LNG shipowners will have to wait until 2018 for earnings to improve, when the majority of new US plants are expected to come online, according to the latest edition of the LNG Forecaster report published by global shipping consultancy Drewry.
Two new liquefaction plants, Australia Pacific LNG (APLNG) in Australia and Sabine Pass LNG in the US, began operations in Q1, 2016.
Despite this, freight rates for LNG carriers remain low despite the new liquefaction trains coming online.
The ramping up of Australian LNG exports will not bring any respite to LNG shipowners given the short-haul voyage distance between Oceania and Asian markets.
Inflated fleet growth over the last few years has led to a supply glut, which will keep the rates under pressure until 2017.
Moreover, the recent commencement of exports from Train 1 at the Sabine Pass LNG terminal in the US is not expected to increase LNG shipping demand as the cost economics of importing LNG into Asia from the US are so unfavourable.

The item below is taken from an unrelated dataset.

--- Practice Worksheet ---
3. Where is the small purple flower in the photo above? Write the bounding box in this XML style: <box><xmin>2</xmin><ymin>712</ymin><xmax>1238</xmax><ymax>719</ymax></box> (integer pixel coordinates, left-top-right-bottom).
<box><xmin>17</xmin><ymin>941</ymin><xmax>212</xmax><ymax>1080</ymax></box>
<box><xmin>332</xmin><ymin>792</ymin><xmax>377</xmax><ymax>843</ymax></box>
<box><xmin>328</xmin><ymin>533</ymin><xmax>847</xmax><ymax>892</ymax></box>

Shresth Sharma, Lead LNG shipping analyst at Drewry, said: “Based on the above considerations, we believe that the majority of the cargo from Train 1 will land up in either Europe or Latin America, for two reasons.
“First, demand from Far East Asian countries is weak, and second, in the current low-price environment it does not make much sense to import from the US. Thus, if this happens, tonne-mile demand will be one-third of what it would be if exports went to Asia.
“All in all, the additional export volume is not expected to have any major effect on LNG shipping rates as this is being matched by vessel deliveries. Therefore, our outlook is that the market must wait till 2018 for more US plants to come online, as only large production capacity will consume inflated vessel supply.”